[<prev] [next>] [<thread-prev] [thread-next>] [day] [month] [year] [list]
Message-ID: <20250311120230.61774-9-swapnil.sapkal@amd.com>
Date: Tue, 11 Mar 2025 12:02:30 +0000
From: Swapnil Sapkal <swapnil.sapkal@....com>
To: <peterz@...radead.org>, <mingo@...hat.com>, <acme@...nel.org>,
<namhyung@...nel.org>, <irogers@...gle.com>, <james.clark@....com>
CC: <ravi.bangoria@....com>, <swapnil.sapkal@....com>, <yu.c.chen@...el.com>,
<mark.rutland@....com>, <alexander.shishkin@...ux.intel.com>,
<jolsa@...nel.org>, <rostedt@...dmis.org>, <vincent.guittot@...aro.org>,
<adrian.hunter@...el.com>, <kan.liang@...ux.intel.com>,
<gautham.shenoy@....com>, <kprateek.nayak@....com>, <juri.lelli@...hat.com>,
<yangjihong@...edance.com>, <void@...ifault.com>, <tj@...nel.org>,
<sshegde@...ux.ibm.com>, <linux-kernel@...r.kernel.org>,
<linux-perf-users@...r.kernel.org>, <santosh.shukla@....com>,
<ananth.narayan@....com>, <sandipan.das@....com>
Subject: [PATCH v3 8/8] perf sched stats: Add details in man page
Document perf sched stats purpose, usage examples and guide on
how to interpret the report data in the perf-sched man page.
Signed-off-by: Swapnil Sapkal <swapnil.sapkal@....com>
Signed-off-by: Ravi Bangoria <ravi.bangoria@....com>
---
tools/perf/Documentation/perf-sched.txt | 243 +++++++++++++++++++++++-
1 file changed, 242 insertions(+), 1 deletion(-)

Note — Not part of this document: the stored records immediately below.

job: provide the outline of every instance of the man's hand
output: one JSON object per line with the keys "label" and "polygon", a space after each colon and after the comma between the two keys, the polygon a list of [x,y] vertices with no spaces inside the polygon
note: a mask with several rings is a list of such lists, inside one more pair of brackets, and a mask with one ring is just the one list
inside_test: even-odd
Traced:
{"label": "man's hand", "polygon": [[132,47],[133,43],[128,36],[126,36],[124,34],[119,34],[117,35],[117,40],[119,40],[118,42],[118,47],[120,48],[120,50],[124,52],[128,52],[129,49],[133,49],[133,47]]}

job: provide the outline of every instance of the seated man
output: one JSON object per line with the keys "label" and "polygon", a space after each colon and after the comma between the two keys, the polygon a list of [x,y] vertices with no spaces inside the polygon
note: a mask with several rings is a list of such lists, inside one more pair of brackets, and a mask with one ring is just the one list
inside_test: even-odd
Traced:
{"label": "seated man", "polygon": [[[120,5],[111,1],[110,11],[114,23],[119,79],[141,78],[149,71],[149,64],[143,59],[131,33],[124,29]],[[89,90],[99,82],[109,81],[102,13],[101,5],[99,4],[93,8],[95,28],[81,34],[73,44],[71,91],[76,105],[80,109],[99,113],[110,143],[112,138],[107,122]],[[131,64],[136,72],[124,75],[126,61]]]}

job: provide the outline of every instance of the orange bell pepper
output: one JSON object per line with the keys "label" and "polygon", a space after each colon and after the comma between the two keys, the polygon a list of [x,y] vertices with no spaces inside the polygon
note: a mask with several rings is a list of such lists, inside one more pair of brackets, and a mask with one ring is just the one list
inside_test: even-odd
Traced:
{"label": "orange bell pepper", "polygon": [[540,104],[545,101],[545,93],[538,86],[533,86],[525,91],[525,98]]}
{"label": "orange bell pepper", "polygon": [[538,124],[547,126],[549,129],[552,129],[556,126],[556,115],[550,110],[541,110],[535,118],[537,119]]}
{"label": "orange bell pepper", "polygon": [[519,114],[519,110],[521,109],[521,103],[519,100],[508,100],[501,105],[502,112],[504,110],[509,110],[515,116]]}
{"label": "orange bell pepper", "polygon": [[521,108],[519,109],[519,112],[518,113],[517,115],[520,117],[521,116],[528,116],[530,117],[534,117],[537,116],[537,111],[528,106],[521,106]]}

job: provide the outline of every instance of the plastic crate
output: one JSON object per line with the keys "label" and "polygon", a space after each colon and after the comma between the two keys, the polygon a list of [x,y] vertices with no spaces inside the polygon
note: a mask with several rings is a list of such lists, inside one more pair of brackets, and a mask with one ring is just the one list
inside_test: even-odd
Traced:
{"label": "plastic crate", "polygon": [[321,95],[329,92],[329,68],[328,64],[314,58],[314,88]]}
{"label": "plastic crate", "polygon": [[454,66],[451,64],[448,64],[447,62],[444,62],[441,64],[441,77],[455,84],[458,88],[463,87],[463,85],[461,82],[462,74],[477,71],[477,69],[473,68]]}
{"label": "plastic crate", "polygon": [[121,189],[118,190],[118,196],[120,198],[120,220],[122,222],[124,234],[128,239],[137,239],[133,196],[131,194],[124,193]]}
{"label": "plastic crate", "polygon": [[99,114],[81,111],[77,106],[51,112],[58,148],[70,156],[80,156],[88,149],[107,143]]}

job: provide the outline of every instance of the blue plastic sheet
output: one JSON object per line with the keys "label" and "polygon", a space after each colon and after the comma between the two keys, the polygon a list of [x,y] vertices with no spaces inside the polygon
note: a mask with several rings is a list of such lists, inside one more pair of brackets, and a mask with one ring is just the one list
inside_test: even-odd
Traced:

diff --git a/tools/perf/Documentation/perf-sched.txt b/tools/perf/Documentation/perf-sched.txt
index 6dbbddb6464d..c674d95e2811 100644
--- a/tools/perf/Documentation/perf-sched.txt
+++ b/tools/perf/Documentation/perf-sched.txt
@@ -8,7 +8,7 @@ perf-sched - Tool to trace/measure scheduler properties (latencies)
SYNOPSIS
--------
[verse]
-'perf sched' {record|latency|map|replay|script|timehist}
+'perf sched' {record|latency|map|replay|script|timehist|stats}
DESCRIPTION
-----------
@@ -80,8 +80,249 @@ There are several variants of 'perf sched':
Times are in msec.usec.
+ 'perf sched stats {record | report | diff} <command>' to capture, report the diff
+ in schedstat counters and show the difference between perf sched stats report.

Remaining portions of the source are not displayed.